There is work being done at present on a new standard (ISO 21636, “A Framework for Language Varieties”) which might cover a lot of what Hugh is talking about, whenever it is finalized and published.

Beyond that, it is always possible in BCP 47 to have both variant and private-use subtags at multiple levels, so that one could have some combination of:

en-US-engne
en-US-enboston *or* en-US-engne-enboston en-US-ennwyork *or* en-US-engne-ennwyork (although I doubt New Yorkers would identify themselves as part of New England) en-US-ennwyork-enmanhtn

and the beat goes on, with any of the lower-level variants in these examples being replaced by private-use subtags:

en-US-x-engne
en-US-engne-x-enboston
etc.

As always, there is a two-edged sword when it comes to private-use coding elements. If a private code achieves widespread use, that is a good indication that the thing being privately coded needs to be assigned a formal code; but then it becomes increasingly difficult for users to migrate away from the private code, which then might have to be supported indefinitely.

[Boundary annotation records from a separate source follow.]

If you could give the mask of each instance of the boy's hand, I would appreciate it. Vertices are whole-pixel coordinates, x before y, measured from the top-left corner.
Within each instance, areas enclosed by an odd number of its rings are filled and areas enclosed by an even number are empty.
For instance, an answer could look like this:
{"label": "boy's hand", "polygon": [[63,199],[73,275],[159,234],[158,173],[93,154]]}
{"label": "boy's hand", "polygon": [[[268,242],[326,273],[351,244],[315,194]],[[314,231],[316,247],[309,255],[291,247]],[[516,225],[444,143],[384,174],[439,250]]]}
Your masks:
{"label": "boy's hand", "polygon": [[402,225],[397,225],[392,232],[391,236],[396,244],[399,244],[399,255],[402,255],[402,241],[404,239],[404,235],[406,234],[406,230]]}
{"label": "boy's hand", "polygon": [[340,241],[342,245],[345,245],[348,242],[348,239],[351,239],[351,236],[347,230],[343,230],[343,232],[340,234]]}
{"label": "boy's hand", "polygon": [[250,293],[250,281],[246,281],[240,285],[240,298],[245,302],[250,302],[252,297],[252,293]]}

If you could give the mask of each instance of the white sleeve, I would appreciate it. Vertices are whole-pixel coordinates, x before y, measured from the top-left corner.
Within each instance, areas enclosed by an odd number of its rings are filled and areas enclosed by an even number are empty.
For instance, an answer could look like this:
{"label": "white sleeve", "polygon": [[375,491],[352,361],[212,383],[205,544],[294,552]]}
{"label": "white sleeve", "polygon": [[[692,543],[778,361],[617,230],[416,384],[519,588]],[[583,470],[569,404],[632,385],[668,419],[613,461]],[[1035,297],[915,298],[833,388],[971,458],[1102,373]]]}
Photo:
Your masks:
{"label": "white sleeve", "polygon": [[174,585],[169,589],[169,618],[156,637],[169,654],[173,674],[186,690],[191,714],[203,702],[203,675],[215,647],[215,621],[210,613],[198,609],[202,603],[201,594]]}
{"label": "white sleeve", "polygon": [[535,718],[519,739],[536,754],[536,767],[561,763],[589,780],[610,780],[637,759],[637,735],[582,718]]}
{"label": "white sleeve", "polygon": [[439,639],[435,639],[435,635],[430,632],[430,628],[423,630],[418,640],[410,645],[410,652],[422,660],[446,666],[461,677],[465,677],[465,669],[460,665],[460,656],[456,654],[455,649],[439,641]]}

If it does not achieve widespread use, despite its existence being known, that probably means it was a wise decision not to assign a formal code.

Language can be micro-analyzed down to a very fine level of detail, but the question must always be asked whether there is a broad need to interchange identifiers for different sub-sub-varieties. Many New Yorkers can distinguish English as spoken in Manhattan vs. Brooklyn vs. Queens, but would content in these varieties (not only on computers, and not only spoken) actually be tagged separately, by more than one individual or small research body, if the possibility to do so without private-use were available?

I wish it were possible to know how people use BCP 47, and how people wish they could use it but either can’t, or don’t know that they can, similar to the way Unicode is able to use Google statistics to estimate which emoji are most popular.

--
Doug Ewell, CC, ALB | Lakewood, CO, US | ewellic.org



From: Ietf-languages <ietf-languages-bounces@ietf.org> On Behalf Of Hugh Paterson III
Sent: Tuesday, September 12, 2023 16:26
To: John Cowan <cowan@ccil.org>
Cc: Lisa Dücker <lisa.duecker=40uni-marburg.de@dmarc.ietf.org>; ietf-languages@iana.org
Subject: Re: [Ietf-languages] Fwd: Proposal for variant language subtags for German dialects

John,

Can you help clarify how many sub levels are presumed in these sub-tags.  For example, if we say that we assign a tag to ‘New England English’ does that preclude creating a tag for ‘New York’ and/or ‘Boston’ Englishes? If New York Englanish has a tag does that preclude a Manhattan English? If English is the language name and there is hierarchy in the geographical units does that create an assumption that the speech varieties are also hierarchical in their designation too? Or is it all flat and exclusive within the context of the sub-language level? 

Written varieties which have been debated in this forum (such as the German orthography) generally have dates associated giving them a time depth with dates usually based on implementation dates.  In contrast oral records and oral realities “on the ground” do not change with discrete dates. For example, New York English “on the ground” doesn’t generally sound like Bernie Sanders or Christopher Walken.  That is they represent Brooklyn/queens New York English they represent a certain time depth and social class which may have been dominant at one point for the speech they represent. However, Even the same social class and racial backgrounds don’t sound the same today with younger generations. How do we model time depth for archival oral materials via sub tags?